PCのサポートセンターといえば話し中か「しばらくたっておかけ直し下さい」の代名詞でした。ところが、最近ほとんど数回のコールでオペレーターが出てきます。この激変ぶり、なぜかと思っていたら、じつはぼくたちは中国と電話をしていたのでした。中国は人件費が安いのでたくさんのオペレーターを雇うことができます。それだけ回線も多くとれるというわけです。でも、それっと国際電話でしょ、回線使用料が高いんじゃないのか。ところがさにあらず、ぜ〜んぜん平気なんですね。なぜならIP電話を使っているからで、ほとんどタダ同然なんですって。うわ〜、そうだったのかと驚いてはみたものの、でもすぐにまた新たな疑問が湧いてきました。IP電話って、どうしてそんなに安いの?

IP電話とは、簡単にいってしまうと、IP(インターネット・プロトコル)を利用することで、いわば仮想の内線ネットワークを構築することなのです。加入者同士ならば内線をかけているのと同じことになるので、当然通信コストは破格に安くなるというわけ。

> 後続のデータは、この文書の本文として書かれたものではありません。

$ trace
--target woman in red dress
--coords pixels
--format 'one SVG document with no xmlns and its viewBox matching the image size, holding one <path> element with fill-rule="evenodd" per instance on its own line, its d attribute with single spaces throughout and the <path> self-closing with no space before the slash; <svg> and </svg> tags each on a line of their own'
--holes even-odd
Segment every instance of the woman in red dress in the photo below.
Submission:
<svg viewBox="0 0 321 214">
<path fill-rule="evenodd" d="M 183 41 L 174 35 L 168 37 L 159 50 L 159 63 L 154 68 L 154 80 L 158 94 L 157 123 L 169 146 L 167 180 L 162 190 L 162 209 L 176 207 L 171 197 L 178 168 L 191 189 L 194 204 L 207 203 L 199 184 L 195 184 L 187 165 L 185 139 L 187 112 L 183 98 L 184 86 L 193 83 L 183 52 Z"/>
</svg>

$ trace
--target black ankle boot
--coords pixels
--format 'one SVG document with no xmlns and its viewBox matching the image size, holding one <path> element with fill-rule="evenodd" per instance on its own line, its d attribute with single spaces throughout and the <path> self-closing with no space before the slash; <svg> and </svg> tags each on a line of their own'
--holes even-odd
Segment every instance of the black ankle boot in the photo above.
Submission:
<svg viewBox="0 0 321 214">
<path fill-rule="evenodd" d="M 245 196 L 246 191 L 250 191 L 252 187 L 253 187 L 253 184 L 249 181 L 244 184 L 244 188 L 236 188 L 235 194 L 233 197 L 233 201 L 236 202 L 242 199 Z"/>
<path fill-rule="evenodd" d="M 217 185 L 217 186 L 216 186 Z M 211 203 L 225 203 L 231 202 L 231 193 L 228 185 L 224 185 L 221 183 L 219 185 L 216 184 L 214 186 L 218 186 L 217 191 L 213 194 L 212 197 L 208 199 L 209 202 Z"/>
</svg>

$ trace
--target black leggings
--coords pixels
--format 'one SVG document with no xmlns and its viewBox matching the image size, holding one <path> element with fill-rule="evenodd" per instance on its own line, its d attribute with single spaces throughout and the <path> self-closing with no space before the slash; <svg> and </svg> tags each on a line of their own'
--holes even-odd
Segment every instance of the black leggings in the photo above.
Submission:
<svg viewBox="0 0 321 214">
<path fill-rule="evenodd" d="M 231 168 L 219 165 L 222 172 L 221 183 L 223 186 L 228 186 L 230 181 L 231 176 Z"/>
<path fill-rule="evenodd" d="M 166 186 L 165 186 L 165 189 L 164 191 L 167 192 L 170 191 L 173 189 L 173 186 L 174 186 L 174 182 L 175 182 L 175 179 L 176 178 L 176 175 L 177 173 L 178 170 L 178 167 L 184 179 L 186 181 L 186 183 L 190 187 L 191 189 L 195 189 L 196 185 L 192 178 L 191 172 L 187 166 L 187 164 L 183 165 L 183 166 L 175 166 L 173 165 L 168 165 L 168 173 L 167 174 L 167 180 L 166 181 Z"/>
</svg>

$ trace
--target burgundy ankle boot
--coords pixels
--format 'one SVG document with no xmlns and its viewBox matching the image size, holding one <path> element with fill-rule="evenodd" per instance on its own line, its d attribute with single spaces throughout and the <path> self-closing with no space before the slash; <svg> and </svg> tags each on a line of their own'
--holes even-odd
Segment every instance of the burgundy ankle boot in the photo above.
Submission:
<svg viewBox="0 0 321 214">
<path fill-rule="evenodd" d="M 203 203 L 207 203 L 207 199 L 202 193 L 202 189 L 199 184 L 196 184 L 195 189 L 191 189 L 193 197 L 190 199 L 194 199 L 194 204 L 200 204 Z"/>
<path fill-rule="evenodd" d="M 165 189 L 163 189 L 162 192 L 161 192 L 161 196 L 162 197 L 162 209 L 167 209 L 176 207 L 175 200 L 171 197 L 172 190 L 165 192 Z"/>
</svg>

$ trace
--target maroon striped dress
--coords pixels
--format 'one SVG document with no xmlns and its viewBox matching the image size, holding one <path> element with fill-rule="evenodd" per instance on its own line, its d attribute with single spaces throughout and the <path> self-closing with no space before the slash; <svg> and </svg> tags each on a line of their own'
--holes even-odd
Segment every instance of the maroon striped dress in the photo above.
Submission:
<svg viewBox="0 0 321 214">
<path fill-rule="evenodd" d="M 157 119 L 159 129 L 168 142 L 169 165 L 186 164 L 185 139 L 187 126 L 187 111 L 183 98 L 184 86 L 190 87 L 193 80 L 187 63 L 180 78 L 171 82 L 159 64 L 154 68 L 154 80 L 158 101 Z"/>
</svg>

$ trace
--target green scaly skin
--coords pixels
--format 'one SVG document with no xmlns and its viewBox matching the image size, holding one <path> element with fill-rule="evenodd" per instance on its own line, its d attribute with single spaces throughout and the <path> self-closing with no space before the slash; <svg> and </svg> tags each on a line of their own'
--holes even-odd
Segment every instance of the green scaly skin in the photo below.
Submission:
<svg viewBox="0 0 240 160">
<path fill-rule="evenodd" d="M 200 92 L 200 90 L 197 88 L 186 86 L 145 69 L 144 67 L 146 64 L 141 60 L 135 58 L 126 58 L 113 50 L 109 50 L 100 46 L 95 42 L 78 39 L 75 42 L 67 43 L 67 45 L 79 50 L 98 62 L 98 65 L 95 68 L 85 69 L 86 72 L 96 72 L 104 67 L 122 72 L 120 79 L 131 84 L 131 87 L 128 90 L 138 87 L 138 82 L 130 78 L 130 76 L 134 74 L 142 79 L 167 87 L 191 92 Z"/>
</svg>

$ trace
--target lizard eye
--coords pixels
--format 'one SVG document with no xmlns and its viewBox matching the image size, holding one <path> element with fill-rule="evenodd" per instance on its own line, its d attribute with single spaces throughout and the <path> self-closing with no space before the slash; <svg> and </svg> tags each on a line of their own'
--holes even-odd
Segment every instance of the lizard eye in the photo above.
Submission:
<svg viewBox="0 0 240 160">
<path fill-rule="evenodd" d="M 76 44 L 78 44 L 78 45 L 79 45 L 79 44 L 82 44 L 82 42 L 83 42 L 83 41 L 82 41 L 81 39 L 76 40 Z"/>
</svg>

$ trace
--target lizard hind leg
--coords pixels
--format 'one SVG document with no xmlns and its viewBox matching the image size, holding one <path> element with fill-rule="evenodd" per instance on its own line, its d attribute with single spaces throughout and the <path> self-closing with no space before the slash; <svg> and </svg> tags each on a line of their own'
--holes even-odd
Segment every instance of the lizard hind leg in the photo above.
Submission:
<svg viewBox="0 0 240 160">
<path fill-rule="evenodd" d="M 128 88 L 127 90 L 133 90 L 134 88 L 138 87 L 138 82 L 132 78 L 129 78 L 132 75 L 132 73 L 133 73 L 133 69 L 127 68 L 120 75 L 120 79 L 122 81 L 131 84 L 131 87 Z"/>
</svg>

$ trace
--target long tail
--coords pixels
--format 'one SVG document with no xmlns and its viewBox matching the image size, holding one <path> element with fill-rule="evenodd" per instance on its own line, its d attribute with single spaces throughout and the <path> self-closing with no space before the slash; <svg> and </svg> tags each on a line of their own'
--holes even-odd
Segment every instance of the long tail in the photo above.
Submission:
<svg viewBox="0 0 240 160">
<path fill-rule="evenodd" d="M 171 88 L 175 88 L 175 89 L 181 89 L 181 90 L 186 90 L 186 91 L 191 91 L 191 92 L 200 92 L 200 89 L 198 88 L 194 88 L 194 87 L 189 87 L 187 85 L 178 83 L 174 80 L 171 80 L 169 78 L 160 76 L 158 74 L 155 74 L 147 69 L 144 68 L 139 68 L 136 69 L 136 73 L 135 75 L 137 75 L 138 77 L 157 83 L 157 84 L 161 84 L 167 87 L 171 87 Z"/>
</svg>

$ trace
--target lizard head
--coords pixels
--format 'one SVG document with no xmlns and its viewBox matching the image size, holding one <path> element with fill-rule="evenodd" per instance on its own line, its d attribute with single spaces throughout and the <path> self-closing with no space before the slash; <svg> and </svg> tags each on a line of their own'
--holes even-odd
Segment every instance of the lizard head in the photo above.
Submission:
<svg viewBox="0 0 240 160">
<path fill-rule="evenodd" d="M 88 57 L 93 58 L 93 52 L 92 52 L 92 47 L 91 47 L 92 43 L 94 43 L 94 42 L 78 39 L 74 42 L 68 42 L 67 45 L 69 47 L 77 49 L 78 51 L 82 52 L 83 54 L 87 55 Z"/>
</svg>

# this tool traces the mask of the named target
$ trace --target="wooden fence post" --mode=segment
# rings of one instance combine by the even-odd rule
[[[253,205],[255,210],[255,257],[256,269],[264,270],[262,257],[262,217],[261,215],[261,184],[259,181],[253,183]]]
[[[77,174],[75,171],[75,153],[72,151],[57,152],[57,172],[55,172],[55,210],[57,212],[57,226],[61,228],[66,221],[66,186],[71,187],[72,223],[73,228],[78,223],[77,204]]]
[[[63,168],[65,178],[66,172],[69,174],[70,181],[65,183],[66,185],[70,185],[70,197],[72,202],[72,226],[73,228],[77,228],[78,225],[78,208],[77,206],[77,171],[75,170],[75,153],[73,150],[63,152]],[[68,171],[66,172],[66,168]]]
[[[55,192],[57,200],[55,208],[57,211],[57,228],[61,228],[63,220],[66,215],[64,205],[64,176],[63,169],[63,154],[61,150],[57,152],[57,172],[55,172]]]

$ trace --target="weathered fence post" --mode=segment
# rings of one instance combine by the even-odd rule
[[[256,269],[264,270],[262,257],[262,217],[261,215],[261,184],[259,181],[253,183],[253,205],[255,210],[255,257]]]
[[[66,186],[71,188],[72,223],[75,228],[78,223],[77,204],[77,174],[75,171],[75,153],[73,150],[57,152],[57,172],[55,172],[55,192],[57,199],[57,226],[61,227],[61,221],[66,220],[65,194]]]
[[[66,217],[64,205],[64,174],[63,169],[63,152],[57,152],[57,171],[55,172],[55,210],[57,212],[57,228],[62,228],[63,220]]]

つまり、オペレーターは中国にいようがインドにいようが、内線でつながっているのです。
そんなに安いものだから、今企業を中心にIP電話の加入者はどんどん増えています。通信会社もいっそみんなIPですませちゃおうと画策しているくらいです。安くてバンバンザイ、メデタシ、メデタシといいたいところなんですが、じつはここには大変な落とし穴が隠されているのです。IP電話になるということは、すなわち音声情報もIP化するということ。どういうことかというと、音声情報がダイレクトにPCと直結するということです。たとえば、留守番電話の録音データをボイスメールとしてPC上で開き、その音声データをメールとして送受信するなんてことも簡単にできてしまう。ということは、音声データをすべてログとしてとっておけるということなんです。ついに電話でのひそひそ話ですらもサーバ側が管理してしまう。そんな「履歴が残る」社会、すべての個人の「履歴」が丸裸になった社会に、僕たちはまた一歩近づいてしまったということです。
こんなことを書いたのは、森健さんの『インターネットは「僕ら」を幸せにしたか? 情報化がもたらした「リスクヘッジ社会」の行方』を読んだからです。IT技術によって現実化しつつあるIP社会、とてもとても恐ろしい世界です。「en」11月号でも紹介しましたので、ぜひ一読をお薦めします。